Ensure Sufficient Test Data


Make sure you include enough data in the test set to train high-quality reward estimation models

Unlike a normal predictive model evaluation, reward estimation requires training models on the test set as part of the evaluation. If there is not enough data in the test set, the quality of the reward estimation may suffer, leading to an evaluation of the prescriptive policy that may be inaccurate and unreasonable.

We recommend using much more data for the test set than usual for a prescriptive problem.
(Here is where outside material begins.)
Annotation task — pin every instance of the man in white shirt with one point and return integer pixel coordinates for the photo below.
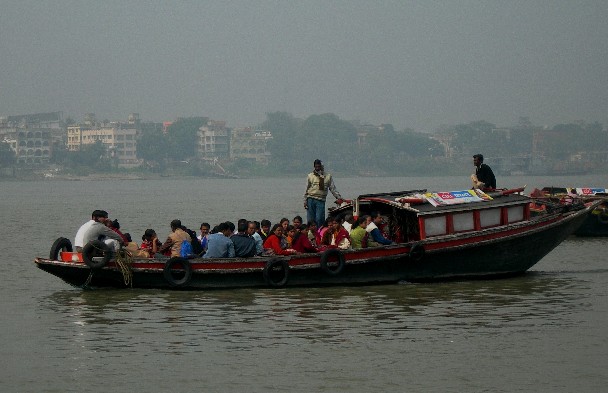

Allocating 50% of the data for testing is a good starting point.

Proper Separation of Training and Test Sets


When using reward estimation for evaluating prescription policies, you should estimate the rewards using fit_predict! on the test data.

In order to simulate a fair out-of-sample evaluation, we need to prevent any information leaking from the training data into the estimated rewards. This ensures that the rewards used for evaluation are purely a function of the testing data.

In this circumstance, it is important that fit_predict! is used to fit the model and estimate the rewards in a single step, rather than using fit! followed by predict. This is because fit_predict! contains additional measures that reduce overfitting in the reward estimation process.